C’est comme ça qu’un jour un patient m’a parlé de cette fatigue qui ne le lachait plus depuis … depuis quand d’ailleurs?

Le début du traitement de son cancer ou avant la découverte de celui-ci?

Pour ce que ça change …

 

Quand on a un cancer on voudrait que tout soit pris en compte, que les soignants s’occupent de tous nos symptomes. C’est souvent ce que les patients espèrent. Et ils sont aussi souvent déçus.

Par manque de temps, par manque de formation, par manque de sensibilisation, il y a pas mal de choses qui restent sur le bas-côté. Les soignants s’occupant de ce qui leur paraît l’essentiel et laissant de côté l’accessoire. Sauf que souvent pour les patients l’accessoire est essentiel…

 

La fatigue fait partie de ces grands oubliés de la prise en charge du cancer.

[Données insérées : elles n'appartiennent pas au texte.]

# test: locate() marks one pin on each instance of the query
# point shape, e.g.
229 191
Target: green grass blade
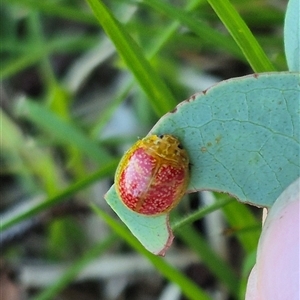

Quand je suis arrivée dans mon service d’oncologie, personne ne mesurait la fatigue des patients. On en parlait vaguement s’ils évoquaient le sujet, on en parlait mal souvent d’ailleurs, mais personne ne prenait le temps d’évaluer vraiment leur fatigue.

Pourtant environ 80% des patients soignés pour un cancer se plaindraient de fatigue. Deuxième symptôme le plus fréquemment cité après l’anxiété avec un impact sur leur vie quotidienne plus importante que la douleur. (1;2)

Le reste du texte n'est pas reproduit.